Se sui furbetti dei bonus ristrutturazione voluti dai Cinque stelle c’è ormai vasta letteratura, una misura voluta da Matteo Renzi ai tempi del suo esecutivo è stata rimodulata a gennaio dal governo Meloni, un attimo prima che le inchieste giudiziarie travolgessero la disposizione. Da tempo, infatti, gli investigatori della Guardia di finanza scavavano sui trucchi per incassare il Bonus 18 app, noto anche come Bonus cultura, la carta elettronica da 500 euro istituita nel 2016 a favore di tutti i neo diciottenni per spese di carattere culturale, come libri o biglietti per musei o eventi musicali. I meccanismi di tutela che dovevano impedire di incassare in modo illecito il bonus si sono dimostrati totalmente inefficaci e facilissimi da aggirare per qualsiasi «smanettone». E i controlli? Nessuno fino al 2019. Per tre anni, insomma, al ministero per i Beni e le attività culturali guidato dal dem Dario Franceschini, se ne sono occupati.
Quando il pentastellato Alberto Bonisoli gli succede, le richieste d’accesso agli elenchi dei beneficiari riempiono già un faldone che un funzionario, si narra, gli porta in visione quasi tutti i giorni.
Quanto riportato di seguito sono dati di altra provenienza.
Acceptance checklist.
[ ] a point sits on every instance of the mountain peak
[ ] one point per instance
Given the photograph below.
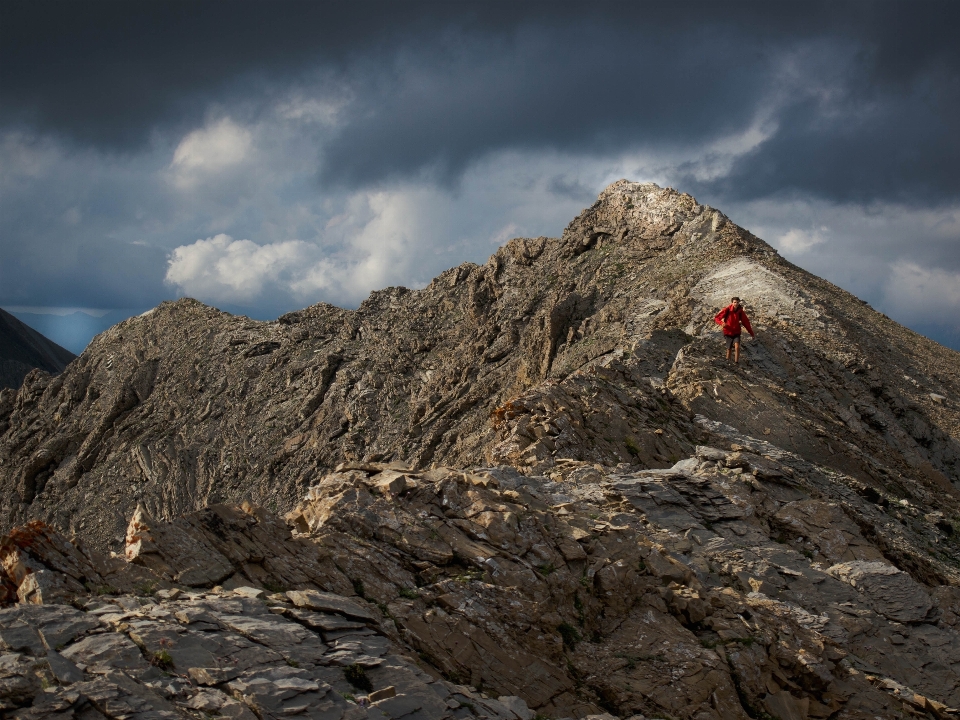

Prima di dicembre gli accertamenti sono già oltre 700. E siccome Franceschini non ha previsto meccanismi per arginare l’emorragia di fondi che ogni giorno vengono sotratti con semplici truffe, Bonisoli tenta di salvare la faccia, mettendo a disposizione del Nucleo speciale della Finanza le informazioni in possesso del Mibac sui beneficiari delle misure di sostegno.
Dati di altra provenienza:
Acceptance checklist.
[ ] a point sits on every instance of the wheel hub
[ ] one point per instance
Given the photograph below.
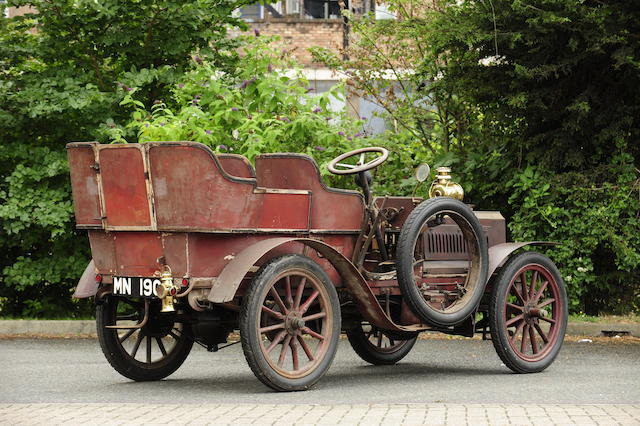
(532, 313)
(293, 323)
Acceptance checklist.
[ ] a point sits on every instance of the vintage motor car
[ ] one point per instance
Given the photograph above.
(190, 246)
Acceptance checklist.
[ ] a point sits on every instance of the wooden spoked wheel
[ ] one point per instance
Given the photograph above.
(150, 352)
(290, 323)
(529, 312)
A luglio 2019, con tanto di foto di rito e comunicato stampa, il ministro e l’allora comandante generale della Guardia di finanza Giuseppe Zafarana firmano così un protocollo d’intesa. L’accordo, però, agevola le indagini sulle truffe, non apportando alcuna modifica per impedire gli illeciti. E se a dicembre 2019 lo «scippo» sulla cultura arriva già a quota due milioni di euro, l’anno seguente raggiunge la cifra «monstre» di 17 milioni. Intanto Franceschini è tornato a occupare la sedia da ministro della Cultura e difende il provvedimento: «Il bonus cultura per i diciottenni è un’iniziativa di successo e un investimento importante che in questi anni ha visto crescere il volume dei giovani iscritti». Peccato che molti di quei ragazzi non abbiano investito in abbonamenti per giornali o corsi di pittura o di danza, come sperava il golem del Pd, ma riuscendo a scambiare il bonus con moneta contante abbiano acquistato capi d’abbigliamento griffati, playstation, nonché alcolici. Le vie per incassare il voucher in modo fraudolento, hanno ricostruito i finanzieri, sono state essenzialmente due: o grazie a una cartolibreria compiacente, che ha trattenuto parte del bonus per sé, restituendo una somma in contanti al diciottenne, oppure, bisognava andare in Rete. Un paio di canali Telegram sono ancora attivi («ma tempo addietro se ne contavano una decina», spiega un investigatore a Panorama), con ben 27 mila iscritti. Un messaggio automatico è fisso sul display: «Ciao, cerchi qualcuno che ti possa convertire il bonus 18 App in soldi? Sei nel posto giusto! Segui le istruzioni». Si può scegliere un accredito su Postepay e su PayPal. Il procedimento è semplicissimo: si generano due buoni da 250 euro cliccando due volte sulla parola «libro».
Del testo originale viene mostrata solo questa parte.